Waititu, who has escaped the wrath of the law because of his dalliance with political hooliganism, is in hot soup for his speech in Kayole following riots sparked by the killing of a suspected robber, an incident he blamed on Maasai guards, whose eviction he ordered. 

As supporters were cheering him, a policeman of high rank in uniform stood behind him, little did Waititu know the price he would pay for his tongue. The price began with sweaty and erratic self-defence in Parliament and inability to get out and straight into the hands of the police.

New Internal Security Minister, Katoo ole Metito, and Director of Public Prosecutions, Keriako Tobiko, ordered his immediate arrest.

Conspiracy

Mr Ntimama, while issuing a personal statement in Parliament, said the Embakasi MP had ordered his followers to kill Maasais in the constituency.

 “It came out so clearly what he told locals on Monday,” said Ntimama. “Police have not arrested anybody or stopped the situation from getting any worse. You would say they were part of the conspiracy,” he added.

Defence Assistant Minister Joseph Nkaiserry called for the arrest and sacking of Waititu, saying the remarks were unfortunate and did not augur well, especially at a time the country was headed to elections.

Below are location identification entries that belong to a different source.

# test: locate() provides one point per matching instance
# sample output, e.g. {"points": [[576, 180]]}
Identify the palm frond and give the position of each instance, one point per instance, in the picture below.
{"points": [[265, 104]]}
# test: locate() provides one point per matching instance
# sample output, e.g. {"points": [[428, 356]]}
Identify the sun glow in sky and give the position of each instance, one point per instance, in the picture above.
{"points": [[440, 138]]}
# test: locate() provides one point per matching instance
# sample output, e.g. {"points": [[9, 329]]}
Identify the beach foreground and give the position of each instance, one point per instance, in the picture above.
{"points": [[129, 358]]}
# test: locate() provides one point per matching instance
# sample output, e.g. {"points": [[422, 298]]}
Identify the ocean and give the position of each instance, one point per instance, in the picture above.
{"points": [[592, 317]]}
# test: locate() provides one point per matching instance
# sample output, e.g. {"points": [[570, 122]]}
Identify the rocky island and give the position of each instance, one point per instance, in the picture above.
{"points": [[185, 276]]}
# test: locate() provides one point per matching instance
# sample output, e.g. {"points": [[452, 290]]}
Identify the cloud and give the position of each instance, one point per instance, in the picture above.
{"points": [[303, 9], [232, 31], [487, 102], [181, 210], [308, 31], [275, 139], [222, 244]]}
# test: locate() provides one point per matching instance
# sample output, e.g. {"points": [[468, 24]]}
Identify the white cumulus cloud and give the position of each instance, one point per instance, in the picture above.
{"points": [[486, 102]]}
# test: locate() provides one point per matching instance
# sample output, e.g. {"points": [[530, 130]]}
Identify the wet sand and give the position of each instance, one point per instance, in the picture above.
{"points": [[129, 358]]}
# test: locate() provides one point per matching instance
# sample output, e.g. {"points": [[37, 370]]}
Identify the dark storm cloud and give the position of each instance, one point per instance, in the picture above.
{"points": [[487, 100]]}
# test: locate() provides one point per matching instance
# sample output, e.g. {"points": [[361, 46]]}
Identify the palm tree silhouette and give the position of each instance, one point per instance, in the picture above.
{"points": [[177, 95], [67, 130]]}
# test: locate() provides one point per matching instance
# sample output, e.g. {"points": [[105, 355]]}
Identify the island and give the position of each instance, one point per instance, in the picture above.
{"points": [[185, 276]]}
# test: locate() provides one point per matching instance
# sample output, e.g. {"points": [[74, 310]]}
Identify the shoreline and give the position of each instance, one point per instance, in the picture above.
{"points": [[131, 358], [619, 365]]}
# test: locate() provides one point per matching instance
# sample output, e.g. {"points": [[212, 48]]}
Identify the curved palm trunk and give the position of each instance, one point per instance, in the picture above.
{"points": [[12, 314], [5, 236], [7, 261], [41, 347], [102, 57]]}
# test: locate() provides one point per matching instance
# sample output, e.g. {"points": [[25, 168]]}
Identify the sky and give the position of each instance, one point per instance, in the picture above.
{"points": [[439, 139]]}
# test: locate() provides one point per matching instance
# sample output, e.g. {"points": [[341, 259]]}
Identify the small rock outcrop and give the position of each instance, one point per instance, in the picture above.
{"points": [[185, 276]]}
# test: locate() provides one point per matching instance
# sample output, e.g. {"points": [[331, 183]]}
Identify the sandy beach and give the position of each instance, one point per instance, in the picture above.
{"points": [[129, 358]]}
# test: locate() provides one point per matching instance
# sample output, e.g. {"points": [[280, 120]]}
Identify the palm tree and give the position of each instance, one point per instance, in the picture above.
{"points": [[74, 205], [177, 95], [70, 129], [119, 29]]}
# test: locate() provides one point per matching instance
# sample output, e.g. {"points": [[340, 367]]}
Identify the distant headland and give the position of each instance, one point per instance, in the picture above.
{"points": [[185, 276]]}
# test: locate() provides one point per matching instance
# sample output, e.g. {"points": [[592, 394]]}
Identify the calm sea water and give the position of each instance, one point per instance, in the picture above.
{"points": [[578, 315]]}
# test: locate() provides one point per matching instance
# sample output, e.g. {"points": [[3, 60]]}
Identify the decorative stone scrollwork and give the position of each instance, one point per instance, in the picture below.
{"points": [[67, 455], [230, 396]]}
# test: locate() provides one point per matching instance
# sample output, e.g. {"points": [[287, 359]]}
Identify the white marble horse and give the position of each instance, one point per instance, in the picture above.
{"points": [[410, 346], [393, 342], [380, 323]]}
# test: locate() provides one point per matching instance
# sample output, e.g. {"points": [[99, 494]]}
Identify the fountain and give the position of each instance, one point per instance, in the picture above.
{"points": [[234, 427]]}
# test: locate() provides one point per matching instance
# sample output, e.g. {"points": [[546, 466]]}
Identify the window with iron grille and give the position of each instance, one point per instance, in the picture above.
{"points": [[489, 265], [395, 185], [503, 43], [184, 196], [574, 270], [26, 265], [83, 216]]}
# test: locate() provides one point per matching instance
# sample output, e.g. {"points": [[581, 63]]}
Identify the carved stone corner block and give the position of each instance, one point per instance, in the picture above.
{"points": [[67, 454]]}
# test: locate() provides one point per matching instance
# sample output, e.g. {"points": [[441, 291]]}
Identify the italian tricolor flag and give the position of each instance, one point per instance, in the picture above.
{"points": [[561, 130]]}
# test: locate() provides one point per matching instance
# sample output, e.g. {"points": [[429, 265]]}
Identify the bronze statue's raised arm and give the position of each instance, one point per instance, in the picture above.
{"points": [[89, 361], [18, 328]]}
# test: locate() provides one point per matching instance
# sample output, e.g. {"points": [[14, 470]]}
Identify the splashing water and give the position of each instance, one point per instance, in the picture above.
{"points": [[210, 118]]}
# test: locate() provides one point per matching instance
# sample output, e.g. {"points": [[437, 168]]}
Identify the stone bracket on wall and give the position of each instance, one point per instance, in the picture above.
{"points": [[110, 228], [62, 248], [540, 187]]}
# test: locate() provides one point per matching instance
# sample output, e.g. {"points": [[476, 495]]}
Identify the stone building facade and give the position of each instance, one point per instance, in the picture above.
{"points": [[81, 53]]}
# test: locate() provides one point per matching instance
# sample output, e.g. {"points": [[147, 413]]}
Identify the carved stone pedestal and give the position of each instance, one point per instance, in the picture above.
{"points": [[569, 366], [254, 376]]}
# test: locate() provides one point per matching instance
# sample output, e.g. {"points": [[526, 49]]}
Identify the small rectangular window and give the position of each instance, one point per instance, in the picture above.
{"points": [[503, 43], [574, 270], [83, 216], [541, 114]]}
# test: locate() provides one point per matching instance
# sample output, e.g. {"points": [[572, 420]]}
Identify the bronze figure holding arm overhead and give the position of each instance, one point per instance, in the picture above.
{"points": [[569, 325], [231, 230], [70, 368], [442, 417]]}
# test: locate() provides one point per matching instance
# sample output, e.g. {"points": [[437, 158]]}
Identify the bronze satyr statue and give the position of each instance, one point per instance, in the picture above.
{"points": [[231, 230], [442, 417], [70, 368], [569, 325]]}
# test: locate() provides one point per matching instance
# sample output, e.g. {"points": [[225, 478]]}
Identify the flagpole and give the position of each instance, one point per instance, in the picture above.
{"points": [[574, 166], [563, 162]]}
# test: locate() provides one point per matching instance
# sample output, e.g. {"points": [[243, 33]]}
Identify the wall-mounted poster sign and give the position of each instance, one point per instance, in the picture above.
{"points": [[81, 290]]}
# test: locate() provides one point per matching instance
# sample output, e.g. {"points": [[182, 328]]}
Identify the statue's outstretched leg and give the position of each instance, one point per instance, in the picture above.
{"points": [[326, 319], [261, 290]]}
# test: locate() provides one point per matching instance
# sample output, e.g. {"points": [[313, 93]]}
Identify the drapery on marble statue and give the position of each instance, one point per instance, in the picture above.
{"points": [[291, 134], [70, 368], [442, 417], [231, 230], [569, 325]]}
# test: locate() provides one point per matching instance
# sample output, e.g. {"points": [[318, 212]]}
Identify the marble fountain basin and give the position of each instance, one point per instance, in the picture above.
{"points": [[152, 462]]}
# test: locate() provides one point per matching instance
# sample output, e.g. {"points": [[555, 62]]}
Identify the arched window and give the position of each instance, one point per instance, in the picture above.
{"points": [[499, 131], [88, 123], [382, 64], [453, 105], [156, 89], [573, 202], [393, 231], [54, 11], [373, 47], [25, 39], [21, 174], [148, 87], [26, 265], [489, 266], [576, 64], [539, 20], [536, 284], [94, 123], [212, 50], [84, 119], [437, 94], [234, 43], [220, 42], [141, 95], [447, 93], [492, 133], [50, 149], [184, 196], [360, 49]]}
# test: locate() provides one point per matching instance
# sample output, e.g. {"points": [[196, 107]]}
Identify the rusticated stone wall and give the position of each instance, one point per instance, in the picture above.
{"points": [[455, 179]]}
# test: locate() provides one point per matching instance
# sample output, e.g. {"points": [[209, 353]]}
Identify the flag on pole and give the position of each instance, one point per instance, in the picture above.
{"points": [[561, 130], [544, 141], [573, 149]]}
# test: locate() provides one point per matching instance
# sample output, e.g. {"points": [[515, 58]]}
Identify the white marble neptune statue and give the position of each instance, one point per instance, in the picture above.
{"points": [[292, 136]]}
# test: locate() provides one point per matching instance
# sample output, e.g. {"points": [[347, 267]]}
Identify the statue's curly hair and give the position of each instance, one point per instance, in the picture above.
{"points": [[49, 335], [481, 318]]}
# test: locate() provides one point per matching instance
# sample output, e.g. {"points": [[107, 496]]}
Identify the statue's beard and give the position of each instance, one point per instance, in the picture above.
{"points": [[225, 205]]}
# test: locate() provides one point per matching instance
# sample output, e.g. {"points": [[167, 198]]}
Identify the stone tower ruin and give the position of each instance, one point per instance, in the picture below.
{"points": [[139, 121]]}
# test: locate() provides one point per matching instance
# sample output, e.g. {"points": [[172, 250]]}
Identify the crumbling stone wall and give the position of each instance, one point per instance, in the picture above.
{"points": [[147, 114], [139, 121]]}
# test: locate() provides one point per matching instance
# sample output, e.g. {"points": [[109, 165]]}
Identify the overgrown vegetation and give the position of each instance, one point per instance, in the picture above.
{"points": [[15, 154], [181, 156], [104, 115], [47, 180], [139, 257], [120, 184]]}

“Mr Waititu belongs in jail ... in fact he should have been removed from the Cabinet a long time ago. What we have in this country is where wrong people occupy leadership positions,” he told journalists at Parliament Buildings Media Centre.

Nkaiserry said it was unfortunate to have a leader utter such words, saying Waititu has on many occasions behaved in an unruly manner that did not befit the status of a leader and had always gone scot-free.

He criticised the National Cohesion and Integration Commission and the Commissioner of Police for failing to arrest the Embakasi MP yet he spoke in the presence of law enforcers.

Waititu has expressed interest in running for Nairobi County governor, but Nkaiserry said his misdemeanor would be used against him.

Last year Waititu was picked up by police during a demonstration to protest the demolition of the Uhuru open-air market in Nairobi. He had gone to the scene after receiving calls from stall owners that the market was being demolished. Once there he ordered the traders to demolish a perimeter wall. He was arrested and taken to the Jogoo Police Station to record a statement.

Early this year, Waititu was arrested for a charge dating back two years ago where he was accused of inciting his constituents to oppose evictions from KPA slum in Embakasi in December 2010.

Waititu, who was charged alongside one Patrick Mulili, denied the charge and was released on a cash bail of Sh100,000. The matter is still pending before court.

He was arrested again in May after he tried to stop yet another demolition of houses built on a road reserve in his Embakasi constituency.

Led by AFC Leopards Chairman Alex ole Magelo, the Maasai lobby group leading the demonstrations said it was the constitutional and natural right for every Kenyan to live where he or she deems safe. “Waititu should know this is an electioneering period and such untimely sentiments are likely to breach peaceful coexistence. Our demand as the Maa group is that President Kibaki must sack Waititu as an assistant minister, within 36 hours,” said Kenya Maa Students Association official Raphael Olemaleto.

The lobby group said that Nairobi is a cosmopolitan city that belongs to all Kenyans.

The Maa group also wants Deputy Prime Minister Uhuru Kenyatta to kick such people who are insensitive and harbour tribal tendencies out of his TNA party, if he wants support from the Maasai.